Written by Kristina Weise
October 6, 2008

Opposite Photo: Adam Roddick

Last Wednesday, my friend suggested we attend L Magazine’s Battle of the Bands in Williamsburg and I let out a yawn before saying, "‘I guess." I am not sure what prompted me to go, but perhaps somewhere in my cynical self remains an ounce of faith and a sputter of hope that I would stumble across a band that would kick my ass.

Ladies and gentlemen, my attention was not only held, but the music of The Royal Chains leaped off stage and viciously attacked the audience sending numerous shocks through the system. Where did this band come from? More importantly – where are the going (and can we please tag along)?
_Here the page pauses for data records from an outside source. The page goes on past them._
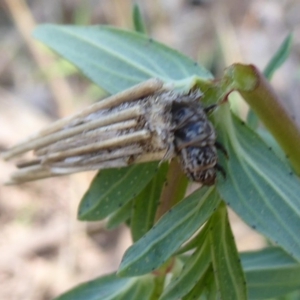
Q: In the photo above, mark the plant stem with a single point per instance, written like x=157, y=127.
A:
x=261, y=97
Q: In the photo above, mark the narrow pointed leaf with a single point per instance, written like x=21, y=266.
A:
x=145, y=204
x=228, y=271
x=119, y=216
x=193, y=271
x=279, y=57
x=111, y=189
x=197, y=292
x=111, y=287
x=259, y=186
x=171, y=231
x=138, y=22
x=117, y=59
x=270, y=273
x=275, y=63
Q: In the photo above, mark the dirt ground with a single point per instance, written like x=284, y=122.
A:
x=44, y=249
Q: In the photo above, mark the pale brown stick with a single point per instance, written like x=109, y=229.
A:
x=113, y=142
x=42, y=141
x=97, y=133
x=136, y=92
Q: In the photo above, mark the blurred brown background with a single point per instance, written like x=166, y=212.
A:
x=44, y=249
Rarely does a three-piece arrive with such polished force that they threaten to shake - borderline possess - a fan’s very soul. The Royal Chains consist of Adam Roddick (lead & guitar), Mikey Stefanov (drummer) and Dan Lawley (bass guitar). Adam Roddick, has a voice capable of scratching through the current skepticism of New York City’s rock scene while presenting a nostalgic quality reminiscent of earlier pop sensations.

Originally, I had planned to meet Mr. Roddick for a cup of coffee, notebook and pen in hand, but ended up walking with the musical mastermind over to The Brooklyn Ice Cream Factory to indulge in one scoop of chocolate. It was one of the oddest, but most beloved interviews I have experienced. I scream, you scream, everyone will scream over this band….

Adam Roddick, Dan Lawley and Mikey Stefanov
The Royal Chains

Kristina Weise: It’s always interesting to hear how bands describe their music. How do you describe The Royal Chains’ sound and what are your influences?

Adam Roddick: We make bitter-sweet love songs with 60's melodic pop sensibilities and au currant angst and neuroses. Our influences are: skyrocketing rents in NYC, drugs and alcohol, other people's music, and books. There might be a few others that I’ve left out.

Kristina Weise: Books, eh? I didn’t know rockers read.

Adam Roddick: Ok. You got me. I cannot read. This is another good example of "gotcha" blogging.

Kristina Weise: I am quoting you. Moving on, where do you see your music going? What is the future vision? What is your 5-year plan?

Adam Roddick: We see our music going to the movies, hanging out with its friends, and watching TV.

Kristina Weise: You witty little….

Adam Roddick: Ahem… As far as The Royal Chains’ future vision, we'd like to introduce our music and positive energy to as many people as possible. The five year plan is to support ourselves and our friends solely through our music (read: no more "real" jobs). Our 50-year plan is to "remain flexible” and hope that people give us a chance to make them move.

Kristina Weise: Give me a fun fact to throw out there…

Adam Roddick: Currently, we are the only beardless band working in NYC. Oh… and I love pirates.

Kristina Weise: What is your opinion on the current musical landscape in New York City?

Adam Roddick: It's far too competitive and far less cooperative than we'd like to see (not to mention basically non-existent at this point). It's imperative that bands stop trying to hide fans from each other, pull our resources, and actually build a legit scene made of real people who like music and want to have fun.

Kristina Weise: Interesting concept… do you think it’s realistic that bands would put egos aside to come together in an artist collective?

Adam Roddick: The simplest way would be by going to see other band's shows (and have fun while there) and also to work together to create "events" where the entire bill is made up of bands (could even be other types of artists) who know and support each other. This way, it's more of a "destination," as opposed to a stop-off on your way somewhere else.


Personally, after watching this band steal the spotlight (Listen to "No Love in Your Punches" and try to resist dancing), I believe it is safe to say that The Royal Chains are capable of creating a one-stop destination to this island by offering a breath of electrified air to our generation’s polluted and under stimulated airwaves. It’s gritty gutsy music that is worth a listen.

Translation: Put you dancing heels on and get ready to rock out.